4. Mechanical Safety
When a user applies a certain mechanism, obviously, there are theft or crushing threats. As a medical electronic manufacturer, you should prevent such threats as much as possible. Consider standards like IEC 60601-01, which outlines the standard aspects of emergency stops.
5. Debris
Some medical equipment forms debris when they come in contact with other surfaces. Debris, such as dust, oil, gear, or chopped human hair can hinder biological tests, leading to inaccuracies. Oil and dust can even enter inside the devices and interfere with their normal functioning. Therefore, ensure that end-users understand the effects of debris on your medical electronic products. This will maintain the high performance of the devices and prolong their lifespan.
6. Marginal Cases
It is essential to take note of the marginal cases of a healthcare device’s projected application environment. You should ask yourself some important questions: What will happen when the electronics are bumped, switched off, or interrupted when it is working? Which temperature conditions does it perform optimally?

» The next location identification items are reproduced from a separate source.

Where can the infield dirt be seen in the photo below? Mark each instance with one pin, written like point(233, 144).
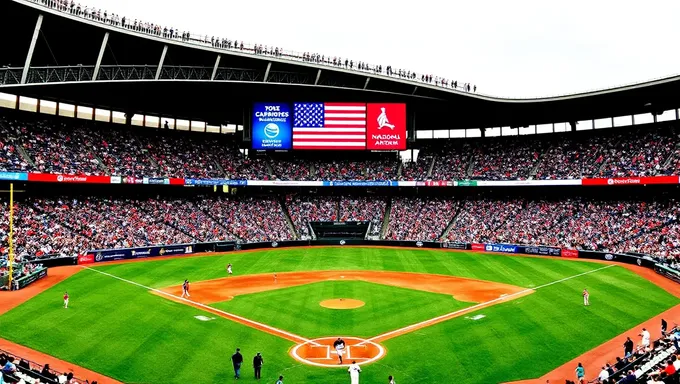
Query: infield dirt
point(469, 290)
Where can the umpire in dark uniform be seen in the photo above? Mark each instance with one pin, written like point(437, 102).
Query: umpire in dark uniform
point(257, 364)
point(237, 360)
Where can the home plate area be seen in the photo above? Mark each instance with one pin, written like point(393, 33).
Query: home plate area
point(321, 353)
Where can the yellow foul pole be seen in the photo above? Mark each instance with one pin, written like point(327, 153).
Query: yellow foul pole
point(11, 234)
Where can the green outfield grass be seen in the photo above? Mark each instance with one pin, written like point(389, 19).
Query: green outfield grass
point(297, 309)
point(122, 330)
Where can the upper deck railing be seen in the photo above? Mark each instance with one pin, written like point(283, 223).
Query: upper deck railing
point(234, 45)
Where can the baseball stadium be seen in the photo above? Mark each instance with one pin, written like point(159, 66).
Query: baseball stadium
point(318, 223)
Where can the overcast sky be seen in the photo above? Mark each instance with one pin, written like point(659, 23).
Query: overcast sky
point(519, 48)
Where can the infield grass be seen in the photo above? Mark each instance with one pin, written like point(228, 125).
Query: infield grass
point(125, 332)
point(297, 309)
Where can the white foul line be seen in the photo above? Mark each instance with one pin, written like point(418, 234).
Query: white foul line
point(209, 308)
point(418, 325)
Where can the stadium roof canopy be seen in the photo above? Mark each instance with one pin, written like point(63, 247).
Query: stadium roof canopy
point(193, 83)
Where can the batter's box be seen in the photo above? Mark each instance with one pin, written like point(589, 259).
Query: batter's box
point(319, 352)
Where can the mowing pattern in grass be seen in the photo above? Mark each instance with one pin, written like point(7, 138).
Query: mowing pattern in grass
point(297, 309)
point(124, 331)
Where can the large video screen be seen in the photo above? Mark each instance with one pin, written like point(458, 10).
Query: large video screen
point(271, 126)
point(330, 126)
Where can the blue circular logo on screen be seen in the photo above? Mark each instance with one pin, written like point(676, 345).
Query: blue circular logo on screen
point(271, 130)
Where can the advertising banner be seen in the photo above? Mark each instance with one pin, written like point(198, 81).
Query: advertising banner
point(211, 182)
point(30, 279)
point(454, 245)
point(133, 180)
point(505, 248)
point(360, 183)
point(140, 253)
point(329, 126)
point(541, 250)
point(386, 126)
point(621, 257)
point(668, 272)
point(273, 183)
point(477, 247)
point(525, 183)
point(85, 259)
point(632, 180)
point(466, 183)
point(570, 253)
point(17, 176)
point(156, 180)
point(46, 177)
point(271, 126)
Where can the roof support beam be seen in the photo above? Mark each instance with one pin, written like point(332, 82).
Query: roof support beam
point(29, 56)
point(266, 73)
point(101, 55)
point(160, 63)
point(217, 64)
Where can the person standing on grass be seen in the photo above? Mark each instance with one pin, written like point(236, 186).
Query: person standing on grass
point(586, 297)
point(185, 288)
point(257, 365)
point(580, 374)
point(237, 360)
point(628, 347)
point(354, 371)
point(664, 327)
point(646, 338)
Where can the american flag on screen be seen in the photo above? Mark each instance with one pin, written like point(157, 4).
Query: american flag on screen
point(329, 126)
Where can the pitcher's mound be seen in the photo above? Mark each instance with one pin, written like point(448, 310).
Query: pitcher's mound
point(342, 304)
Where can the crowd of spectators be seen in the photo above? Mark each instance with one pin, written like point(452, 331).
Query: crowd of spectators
point(370, 209)
point(18, 370)
point(419, 218)
point(170, 32)
point(572, 158)
point(250, 219)
point(652, 361)
point(642, 154)
point(304, 209)
point(71, 226)
point(51, 145)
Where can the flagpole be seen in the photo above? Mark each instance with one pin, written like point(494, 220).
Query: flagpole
point(11, 234)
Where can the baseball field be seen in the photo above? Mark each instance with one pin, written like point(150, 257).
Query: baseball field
point(424, 316)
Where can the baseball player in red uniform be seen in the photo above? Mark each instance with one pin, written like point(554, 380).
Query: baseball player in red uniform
point(185, 289)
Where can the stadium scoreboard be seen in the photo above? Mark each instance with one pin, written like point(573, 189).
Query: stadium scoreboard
point(329, 126)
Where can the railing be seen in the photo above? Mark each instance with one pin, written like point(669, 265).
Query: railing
point(40, 75)
point(114, 20)
point(34, 367)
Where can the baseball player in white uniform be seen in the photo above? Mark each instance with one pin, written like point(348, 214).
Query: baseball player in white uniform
point(354, 370)
point(185, 289)
point(339, 346)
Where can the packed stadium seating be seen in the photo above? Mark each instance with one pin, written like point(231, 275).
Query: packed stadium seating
point(19, 370)
point(67, 146)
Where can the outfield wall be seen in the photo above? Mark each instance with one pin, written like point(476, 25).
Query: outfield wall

These are likely causes of safety problems, and therefore, you should consider them in your risk management plan. If left unattended, they can lead to expensive field problems, minimal or no application, and more repairs and maintenance requirements. While projecting marginal cases is easy, it consumes a lot of time. But it is less time-intensive than regular repairs.
7. Usability
Finally, you should consider the usability of your device since it can boost or hinder its performance. A poor design will automatically lead to failure in usability validation. Therefore, consider the amount of energy needed to run it. At which level will it perform/break? Does it produce any noise when running? Ensure you invest adequate time in the usability of your products to guarantee users a satisfied and effortless experience and successful market approval.
Conclusion
This article has offered a detailed discussion about PCB design considerations and standards for medical devices and equipment. Now that you have a good understanding of the topic, you can proceed to your project and implement the points we have covered. The success of your healthcare gadget and equipment development is dependent on integrating the set regulatory standards and considerations from the design stage.
Linda Liu is the overseas marketing manager for MKTPCB, a leading PCB manufacturer that offers high-quality PCB products and services. Since 2012, she has established “first-of-its-kind” industry-changing and transformational businesses initiatives that increased revenue growth, brand exposure and market expansion for MKTPCB. Liugraduated from Western University with a bachelors degree in marketing.